Steven D'Aprano steve at pearwood.info
Sat Feb 7 03:21:30 CET 2009


George Sakkis wrote:
> On Fri, Feb 6, 2009 at 6:59 PM, Steven D'Aprano <steve at pearwood.info> wrote:
> 
>>> In maths,
>>> you only have single-character variable names (sub-/superscripts
>>> notwithstanding), so ab always means a*b.
>> Except in the presence of typos.
> 
> In the presence of typos all bets are off, unless you are aware of any
> typo-proof writing system. Python certainly isn't one since, say,
> "x.y" and "x,y" are pretty similar, both visually and in keyboard
> distance.

You overstate your case: not *all* bets are off, just some of them.
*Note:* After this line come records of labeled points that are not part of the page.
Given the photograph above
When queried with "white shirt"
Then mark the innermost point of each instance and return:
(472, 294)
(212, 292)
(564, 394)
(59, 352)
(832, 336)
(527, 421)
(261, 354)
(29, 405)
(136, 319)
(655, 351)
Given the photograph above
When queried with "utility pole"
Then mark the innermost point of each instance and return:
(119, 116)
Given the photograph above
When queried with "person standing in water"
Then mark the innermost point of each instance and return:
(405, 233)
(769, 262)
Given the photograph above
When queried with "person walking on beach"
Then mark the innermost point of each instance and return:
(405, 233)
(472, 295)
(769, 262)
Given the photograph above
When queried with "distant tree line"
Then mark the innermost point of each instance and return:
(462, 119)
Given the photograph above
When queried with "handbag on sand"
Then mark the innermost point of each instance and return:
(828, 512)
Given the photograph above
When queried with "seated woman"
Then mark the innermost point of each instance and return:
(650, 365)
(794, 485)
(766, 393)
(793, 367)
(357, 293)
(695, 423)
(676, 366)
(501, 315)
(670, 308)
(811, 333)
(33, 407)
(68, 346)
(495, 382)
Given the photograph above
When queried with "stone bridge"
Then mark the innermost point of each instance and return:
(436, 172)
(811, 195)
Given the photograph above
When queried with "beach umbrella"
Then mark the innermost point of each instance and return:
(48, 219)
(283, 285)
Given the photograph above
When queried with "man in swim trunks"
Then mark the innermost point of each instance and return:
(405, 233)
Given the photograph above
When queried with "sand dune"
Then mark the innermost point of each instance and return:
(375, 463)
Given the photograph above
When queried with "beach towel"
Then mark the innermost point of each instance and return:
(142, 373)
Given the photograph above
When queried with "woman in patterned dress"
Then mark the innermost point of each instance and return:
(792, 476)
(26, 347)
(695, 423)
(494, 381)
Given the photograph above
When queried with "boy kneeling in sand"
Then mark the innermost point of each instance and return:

Some typos have greater consequences than others. Some will be 
discovered earlier than others, and the earlier they are discovered, the 
more likely they are to be easily fixed without the need for significant 
debugging effort.

E.g. if I type R**$ instead of R**4, such a typo will be picked up in 
Python immediately. But R**5 instead could be missed for arbitrarily 
large amounts of time.

E.g. if you mean x.y but type x,y instead, then such an error will be 
discovered *very* soon, unless you happen to also have a name 'y'.

But anyway, we're not actually disagreeing. (At least, I don't think we 
are.) We're just discussing how some conventions encourage errors and 
others discourage them, and the circumstances of each.